Threadalytics - An NBA Sentiment Analysis Platform

5 minute read

Published:

The goal of this project was to capture the recent sentiments from r/nba about NBA players and teams. After capturing relevant data, we want to display it in a visually appealing fashion and convey details about why a certain team or player got the score.

The final product is available at Threadalytics.

Based on this we can capture the following functional and non-functional requirements

Functional Requirements

  • Objectively calculate sentiment of all NBA teams and players over last day
    • Display overall subreddit sentiment
  • Show ratio of positive to negative titles over course of day
  • Show compound sentiment ‘score’ as a function of time
  • Display the most mentioned players and teams
    • With ability to toggle date
  • Display top player sentiment scores and update every hour
    • With ability to toggle date
    • Show some sentences that contributed to the score

Non-Functional Requirements

  • Performance/Latency - Users should not have to wait a long time to see results
  • Usability - Graphical representation should be aesthetic and intuitive to understand

Based on these requirements, we can justify the following tech stack:

  • ReactJS (frontend framework)
  • D3JS (data visualization)
  • NodeJS (backend framework)
  • Python (scraping and sentiment analysis)
  • AWS S3 (static website hosting)
  • AWS EC2 (server hosting)
  • AWS S3 (log/database)
  • Route53 + Cloudfront (CDN, domain hosting, and SSL certificate management) Let’s dive a little deeper into some specifics:

We can opt to use a microservice architecture in this situation to reduce the load across multiple servers.

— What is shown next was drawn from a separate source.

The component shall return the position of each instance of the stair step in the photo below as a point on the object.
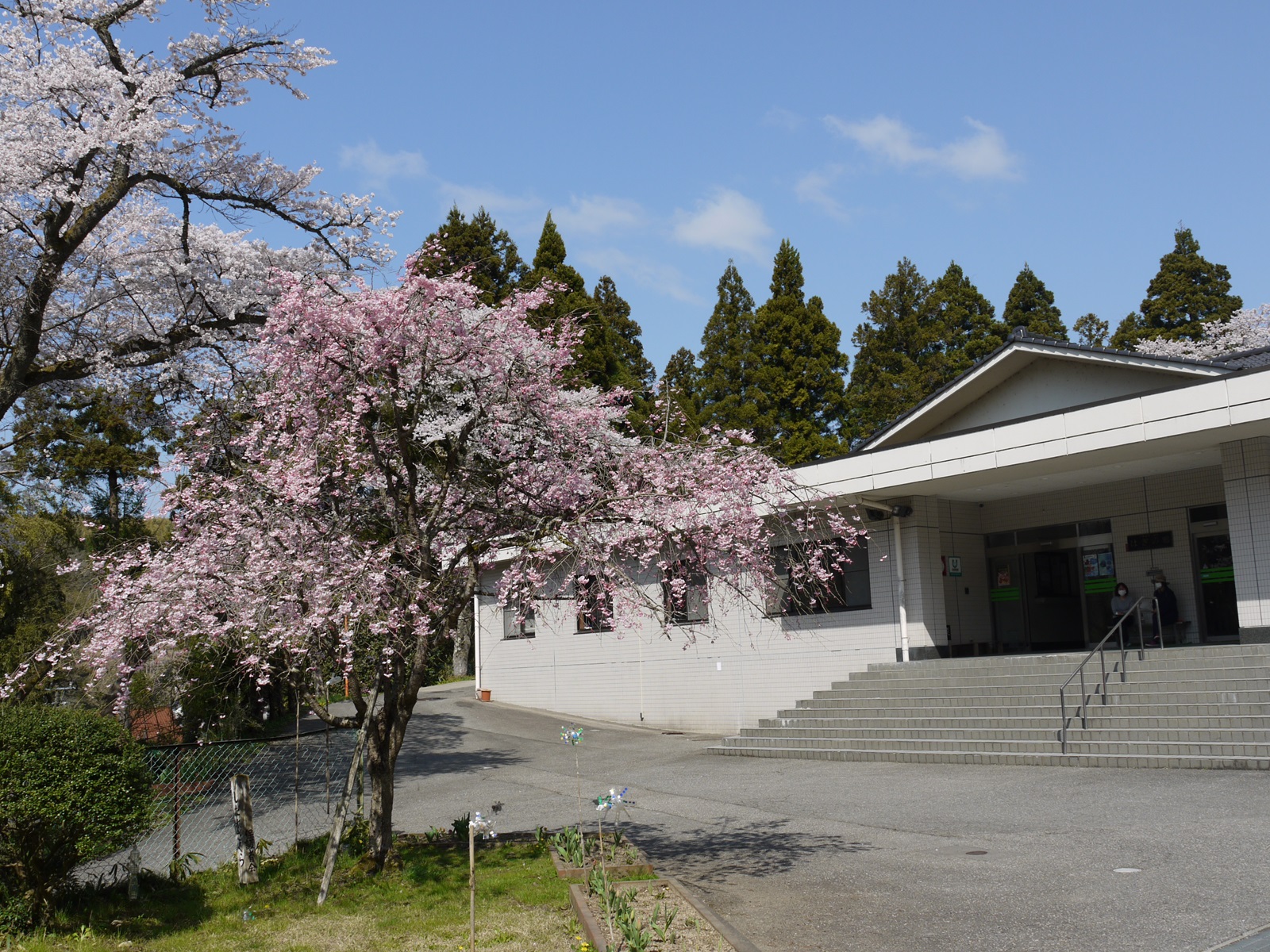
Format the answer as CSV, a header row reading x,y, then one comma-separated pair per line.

Namely, we will have multiple services performing:

  • Scraping titles and comments and performing sentiment analysis on player, team, and coach names
  • Scraping titles to understand the overall sentiment of the subreddit
  • Finding the top comments of each day
  • Logging the most frequently mentioned team and player of the day

Of course, we will have a main API server that will handle all client HTTP requests.

AWS Infrastructure

I opted to use AWS Lambda to handle the scraping and sentiment analysis logic. AWS Lambda is a serverless solution that allows users to call lambda ‘functions’ on a given trigger. These functions can be written in multiple languages such as NodeJS, Python, Java, etc. and can be further customized using containerization and lambda layers. Since my application used PRAW, a Python API wrapper and NLTK’s Python library, it was simple to use a Python3.8 runtime environment. However, I did need multiple packages to be installed prior to function execution, so I created a custom lambda layer. The lambda layer consisted of the following packages necessary to perform scraping, sentiment analysis, and writing to S3: PRAW - for scraping, NLTK - for sentiment analysis, boto3 - for writing to S3 and other AWS interaction

We can use AWS’s Event Scheduler service to run each of these as a CRON job. The Player and Overall Sentiment services will run on an hourly basis, while the Top Comments and Daily Winners services will run on a daily basis.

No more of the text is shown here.